Ce point était ardemment demandé par l’UFC-Que Choisir. Le taux de redistribution remplacera le taux de gestion, des frais dont l’association avait dénoncé en 2018 « la grave dérive ». En sus, l’Autorité de contrôle prudentiel et de résolution devra rendre un rapport après 18 mois pour s’assurer de la meilleure lisibilité des contrats, promise par le secteur.

« Rendre du pouvoir d’achat aux Français »

L’objectif affirmé de cette loi est d’accroître la concurrence entre les complémentaires et ainsi faire baisser les tarifs. « Quelle mutuelle augmentera ses tarifs dans un contexte de concurrence accrue ? », avait expliqué Dominique da Silva.
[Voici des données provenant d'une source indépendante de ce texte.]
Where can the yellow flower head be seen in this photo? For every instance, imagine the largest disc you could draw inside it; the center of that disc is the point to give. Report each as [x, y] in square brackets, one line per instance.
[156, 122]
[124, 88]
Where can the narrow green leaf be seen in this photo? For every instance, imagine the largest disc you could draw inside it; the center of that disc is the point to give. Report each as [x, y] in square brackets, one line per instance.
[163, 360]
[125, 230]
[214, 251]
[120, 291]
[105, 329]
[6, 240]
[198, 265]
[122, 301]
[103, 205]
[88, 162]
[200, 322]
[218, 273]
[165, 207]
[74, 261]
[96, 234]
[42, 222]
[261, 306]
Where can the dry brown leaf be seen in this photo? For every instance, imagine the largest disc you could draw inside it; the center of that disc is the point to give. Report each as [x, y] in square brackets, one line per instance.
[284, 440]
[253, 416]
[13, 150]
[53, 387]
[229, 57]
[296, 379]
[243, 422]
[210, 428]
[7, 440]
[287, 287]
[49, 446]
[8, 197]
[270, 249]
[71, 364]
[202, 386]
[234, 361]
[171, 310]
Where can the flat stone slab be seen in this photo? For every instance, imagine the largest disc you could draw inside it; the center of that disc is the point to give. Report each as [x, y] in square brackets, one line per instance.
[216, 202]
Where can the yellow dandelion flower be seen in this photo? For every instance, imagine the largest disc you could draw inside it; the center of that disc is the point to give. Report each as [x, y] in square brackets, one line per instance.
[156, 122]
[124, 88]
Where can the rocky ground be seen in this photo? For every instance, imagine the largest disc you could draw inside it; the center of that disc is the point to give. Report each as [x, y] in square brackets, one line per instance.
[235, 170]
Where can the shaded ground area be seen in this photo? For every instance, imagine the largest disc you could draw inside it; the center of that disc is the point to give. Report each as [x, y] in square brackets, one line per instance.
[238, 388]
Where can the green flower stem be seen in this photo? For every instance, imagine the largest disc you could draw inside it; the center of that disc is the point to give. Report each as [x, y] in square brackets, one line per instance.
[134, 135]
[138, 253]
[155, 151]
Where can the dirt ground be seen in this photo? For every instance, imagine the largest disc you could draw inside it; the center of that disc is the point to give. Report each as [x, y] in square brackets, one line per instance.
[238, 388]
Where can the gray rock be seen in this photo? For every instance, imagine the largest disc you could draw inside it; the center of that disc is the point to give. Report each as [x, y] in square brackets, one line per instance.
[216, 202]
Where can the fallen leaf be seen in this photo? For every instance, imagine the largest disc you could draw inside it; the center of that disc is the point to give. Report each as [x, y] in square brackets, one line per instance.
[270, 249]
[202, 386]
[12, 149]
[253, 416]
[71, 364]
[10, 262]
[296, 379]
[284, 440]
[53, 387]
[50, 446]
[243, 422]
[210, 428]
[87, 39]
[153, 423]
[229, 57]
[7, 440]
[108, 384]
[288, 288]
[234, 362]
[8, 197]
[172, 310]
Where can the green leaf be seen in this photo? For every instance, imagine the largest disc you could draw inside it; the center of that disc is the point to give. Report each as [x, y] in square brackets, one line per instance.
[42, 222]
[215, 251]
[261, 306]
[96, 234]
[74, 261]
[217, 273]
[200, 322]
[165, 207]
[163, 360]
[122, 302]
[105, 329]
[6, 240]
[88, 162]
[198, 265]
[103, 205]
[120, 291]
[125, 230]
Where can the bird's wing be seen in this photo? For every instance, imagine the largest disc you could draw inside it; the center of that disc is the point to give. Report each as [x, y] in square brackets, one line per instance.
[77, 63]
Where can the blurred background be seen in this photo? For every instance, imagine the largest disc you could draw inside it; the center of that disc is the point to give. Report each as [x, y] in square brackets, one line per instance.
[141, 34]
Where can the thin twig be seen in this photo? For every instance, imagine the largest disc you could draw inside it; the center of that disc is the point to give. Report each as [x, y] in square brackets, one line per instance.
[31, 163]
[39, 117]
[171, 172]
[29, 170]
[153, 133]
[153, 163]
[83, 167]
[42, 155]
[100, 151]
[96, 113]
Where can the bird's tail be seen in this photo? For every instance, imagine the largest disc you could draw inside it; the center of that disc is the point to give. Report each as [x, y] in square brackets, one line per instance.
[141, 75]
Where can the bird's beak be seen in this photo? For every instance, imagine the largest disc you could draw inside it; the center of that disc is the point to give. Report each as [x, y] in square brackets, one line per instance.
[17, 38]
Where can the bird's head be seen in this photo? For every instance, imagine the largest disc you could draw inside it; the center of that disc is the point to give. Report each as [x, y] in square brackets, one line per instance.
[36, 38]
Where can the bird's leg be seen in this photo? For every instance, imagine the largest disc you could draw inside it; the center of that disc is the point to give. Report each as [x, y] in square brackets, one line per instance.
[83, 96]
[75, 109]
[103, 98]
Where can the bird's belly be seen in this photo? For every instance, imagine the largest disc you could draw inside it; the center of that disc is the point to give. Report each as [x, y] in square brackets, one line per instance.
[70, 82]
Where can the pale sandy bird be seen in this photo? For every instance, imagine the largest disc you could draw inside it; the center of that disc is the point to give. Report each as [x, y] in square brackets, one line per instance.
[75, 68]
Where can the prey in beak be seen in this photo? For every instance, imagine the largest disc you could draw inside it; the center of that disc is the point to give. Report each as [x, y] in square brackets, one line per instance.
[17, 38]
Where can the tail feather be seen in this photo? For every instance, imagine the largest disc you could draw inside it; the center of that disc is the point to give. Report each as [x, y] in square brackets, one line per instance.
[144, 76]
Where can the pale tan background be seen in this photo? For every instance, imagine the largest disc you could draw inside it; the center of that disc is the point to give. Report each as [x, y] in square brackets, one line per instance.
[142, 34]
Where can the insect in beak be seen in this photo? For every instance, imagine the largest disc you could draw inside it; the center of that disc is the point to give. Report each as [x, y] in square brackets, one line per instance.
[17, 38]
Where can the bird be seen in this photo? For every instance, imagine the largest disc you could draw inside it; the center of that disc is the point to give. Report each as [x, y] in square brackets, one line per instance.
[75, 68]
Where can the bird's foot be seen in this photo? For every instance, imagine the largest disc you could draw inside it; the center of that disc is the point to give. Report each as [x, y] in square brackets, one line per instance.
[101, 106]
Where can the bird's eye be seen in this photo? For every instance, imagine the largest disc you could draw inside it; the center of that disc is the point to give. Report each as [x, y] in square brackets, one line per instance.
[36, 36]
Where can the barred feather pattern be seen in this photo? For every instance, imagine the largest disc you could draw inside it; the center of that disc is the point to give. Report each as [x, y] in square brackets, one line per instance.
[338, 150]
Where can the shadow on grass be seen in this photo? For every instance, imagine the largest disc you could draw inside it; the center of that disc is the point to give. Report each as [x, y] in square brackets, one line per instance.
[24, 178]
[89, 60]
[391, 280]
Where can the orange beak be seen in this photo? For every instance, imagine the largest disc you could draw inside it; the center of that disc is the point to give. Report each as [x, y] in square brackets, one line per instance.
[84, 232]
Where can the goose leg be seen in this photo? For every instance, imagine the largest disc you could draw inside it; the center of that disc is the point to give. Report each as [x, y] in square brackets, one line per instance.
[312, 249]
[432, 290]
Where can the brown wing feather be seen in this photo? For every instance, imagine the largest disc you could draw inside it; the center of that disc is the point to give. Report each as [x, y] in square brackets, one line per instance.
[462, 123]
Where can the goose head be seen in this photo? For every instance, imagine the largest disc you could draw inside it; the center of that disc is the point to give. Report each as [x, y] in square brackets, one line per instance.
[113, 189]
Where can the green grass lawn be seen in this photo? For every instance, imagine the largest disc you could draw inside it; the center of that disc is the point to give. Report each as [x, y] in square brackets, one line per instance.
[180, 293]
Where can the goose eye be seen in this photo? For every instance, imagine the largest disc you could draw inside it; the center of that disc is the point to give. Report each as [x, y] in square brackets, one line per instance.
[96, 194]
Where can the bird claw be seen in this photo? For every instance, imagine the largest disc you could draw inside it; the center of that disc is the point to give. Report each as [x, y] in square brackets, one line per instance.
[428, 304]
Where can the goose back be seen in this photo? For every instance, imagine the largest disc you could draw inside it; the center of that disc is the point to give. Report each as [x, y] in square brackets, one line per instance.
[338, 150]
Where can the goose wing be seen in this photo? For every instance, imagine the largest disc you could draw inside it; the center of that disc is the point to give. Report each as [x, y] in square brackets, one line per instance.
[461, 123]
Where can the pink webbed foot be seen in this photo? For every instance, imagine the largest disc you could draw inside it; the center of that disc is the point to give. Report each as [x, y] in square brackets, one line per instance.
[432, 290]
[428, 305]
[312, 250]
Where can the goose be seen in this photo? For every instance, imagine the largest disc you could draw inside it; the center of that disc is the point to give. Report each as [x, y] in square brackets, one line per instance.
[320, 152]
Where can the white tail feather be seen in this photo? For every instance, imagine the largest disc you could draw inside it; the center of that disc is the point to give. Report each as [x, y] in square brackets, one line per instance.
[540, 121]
UFC-Que Choisir table, de son côté, sur une économie de 1,2 milliard d’euros pour les consommateurs français.

L’opposition, par la voix de Boris Vallaud, a alerté quant à elle sur les risques de « libéralisation et de consumérisation de la santé ». « C’est mettre de côté les plus fragiles, en mettant à mal le système de solidarité générationnelle ». Guillaume Chiche, député de la majorité, va dans ce sens : « Les jeunes vont aller vers les offres les moins chères, aux moindres couvertures. Cela va mécaniquement faire augmenter les tarifs des seniors ».

Les organismes de complémentaires santé contestent fortement cette loi, arguant que la multiplication des frais de résiliation pourrait entraîner des coûts exorbitants. Le rapporteur Dominique da Silva estime que la marge de manœuvre est grande.